For more detailed information about the purpose of these amendments and the AHO in general, please visit the City’s website.
Article 22/Building Emissions Accounting Amendment
Background: Cambridge proposed this amendment in early 2022. It would require applicants for most Green Building Projects to provide, as part of their compliance with Cambridge’s net zero goals, an accounting for greenhouse gas emissions generated by construction, the expected annual emissions generated by routine building operations, lifetime expected emissions until the year 2050, and total expected emissions. This requirement would not apply to any residential buildings that include affordable units. Since then, Cambridge City Councillors have discussed the third, and most recent, iteration of this amendment in City Council Hearings. KSA is keeping a close watch on Article 22. KSA is committed to sustainability, and is prepared to advocate on our members’ behalf.
Background: BEUDO stands for the Building Energy Use Disclosure Ordinance and it applies to buildings over 25,000 square feet in Cambridge. It requires property owners to keep track of and publicly report their buildings’ annual energy use, as the release of harmful greenhouse gas (GhG) emissions into the environment is a concern. BEUDO is an ordinance that property owners helped to implement in 2014 as a first step in addressing the role of buildings in climate action.
KSA continues to be engaged with the City Council, City staff, and business community stakeholders to ensure that BEUDO is implemented responsibly with an appreciation of the scientific, technical, economic, and practical implications for our members. KSA is committed to combating climate change and advocacy on our members’ behalf.
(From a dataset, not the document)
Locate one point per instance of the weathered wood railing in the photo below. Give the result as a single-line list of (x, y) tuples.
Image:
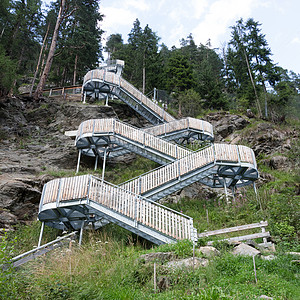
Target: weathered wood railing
[(113, 126), (112, 78), (263, 234), (89, 188), (193, 161), (183, 124)]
Background: In 2022, three different processes were initiated seeking implementation of a “lab ban” in certain business and commercial sections of the City, including Central Square, East Cambridge, Harvard Square, Inman Square, and beyond. None of these efforts seeks to ban labs in Kendall Square. While these efforts do not ban labs in Kendall Square, they do seek to ban labs in spaces adjacent to and near Kendall Square.
Single Use Plastics
Background: The Zero Waste Master Plan (ZWMP) by the City of Cambridge is a strategic initiative aimed at reducing waste generation. It targets a 30% reduction by 2020 and an 80% reduction by 2050 from 2008 waste levels. This plan prioritizes maintaining high-quality public services in waste management while maximizing operational efficiency and ensuring the health and safety of employees and the public.
Additionally, the ZWMP evaluates costs associated with waste management and investigates how waste reduction can impact greenhouse gas emission goals. It collaborates with the citywide comprehensive plan, Envision Cambridge, to integrate efforts for a more sustainable waste management strategy, setting a progressive example for urban areas striving towards environmental sustainability.
The City has implemented several progressive measures to increase diversion and reduce waste, such as City ordinances banning polystyrene takeout containers, single-use plastic bags, and mandatory recycling.
Specialized Stretch Energy Code
Background: The City Council adopted the Specialized Stretch Code on Monday, January 23, 2023 at its weekly city council meeting. The Specialized Stretch Energy Code adds to the updated Stretch Energy Code by requiring new buildings that use fossil fuels to be pre-wired for full electrification and to install solar panels where possible. The code will have an effective date of July 1, 2023.